Natural language data

A natural language or ordinary language is any language that has evolved naturally in humans through use and repetition without conscious planning or premeditation. Natural languages can take different forms, such as speech or signing. They are distinguished from constructed and formal languages such as those used to program computers or to study logic. Natural languages contain many nuances and variations that depend on culture and society. Analyzing natural language data is essential for the development of text prediction algortighms and software as those used in keypads used in smartphones and text editors used in word processors and/or email editors.

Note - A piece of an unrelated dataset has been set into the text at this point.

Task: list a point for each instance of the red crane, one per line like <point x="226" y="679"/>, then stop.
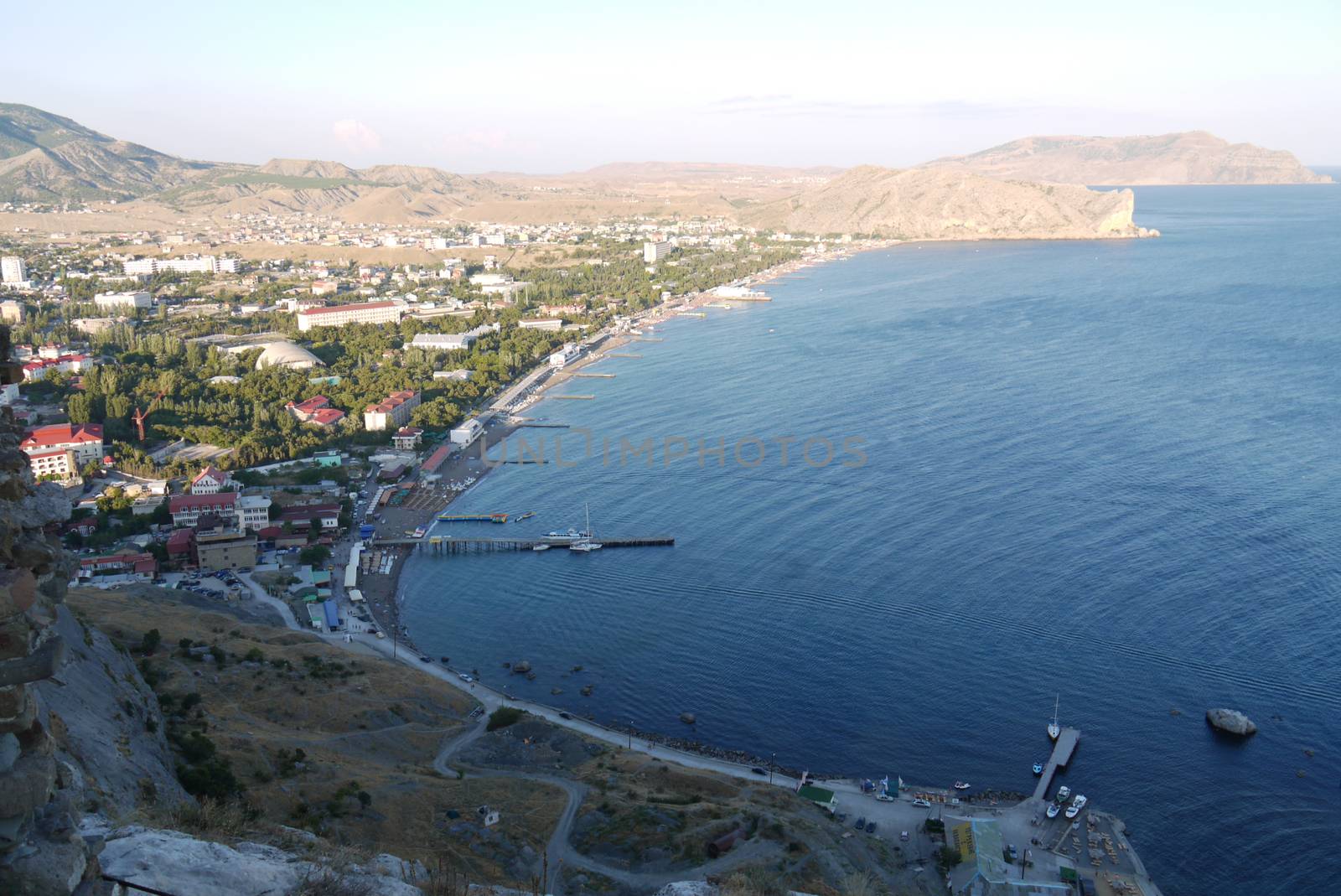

Exploratory Data Analysis of natural language datasets

This exercise is part of John Hoppkin’s University Data Science Specialization offered through COURSERA. It consists of three activites:

  1. Download and extract natural language datasets in English, German, Finnish and Russian.
  2. Read the lines in the datasets
  3. Basic data exploration
  4. Analyze any relevant findings

I. Download and extract the natural language datasets

The following code downloads a zip file of natural language datasets and extracts them into a specific directory.

# DOWNLOADING THE DATA
setwd("/media/iskar/archivos/R/DATA_SCIENCE_CAPSTONE/datos")
datos_url <- "https://d396qusza40orc.cloudfront.net/dsscapstone/dataset/Coursera-SwiftKey.zip"
download.file(datos_url, "Coursera-SwiftKey.zip")
options(timeout=1000000) # EXTENDS DOWNLOAD TIME LIMIT TO ALLOW LARGE FILE DOWNLOADS
datos_local <- "Coursera-SwiftKey.zip"
dir <- getwd()

# UNZIPPING THE DATA
unzip(paste0(datos_local, "/", datos_local), files = NULL, list = FALSE, overwrite = TRUE,
      junkpaths = FALSE, exdir = ".", unzip = "internal",
      setTimes = FALSE)

After downloading and extracting the data, a directory named “files” should appear with the following 4 subdirectories:

  • fi_FI
  • en_US
  • ru_RU
  • de_DE

Each directory contains three text files with data from Twitter, news and blogs. The data was accquired through the use of a web crawler. According to the course, the data is treated in order to respect copyright laws.

II: Read the lines in the datasets

Reading the lines consists of two steps:

  1. assign a variable to each file using “file”
  2. read the data using “readLines”

The first step is optional, but it will very useful for the exercise. The following code reads the lines for the English language dataset. The following code accesses the text files in a specific directory (“final/en_US”) and assigns the data to variables. There are three files with data from: Twitter, blogs and news in US English.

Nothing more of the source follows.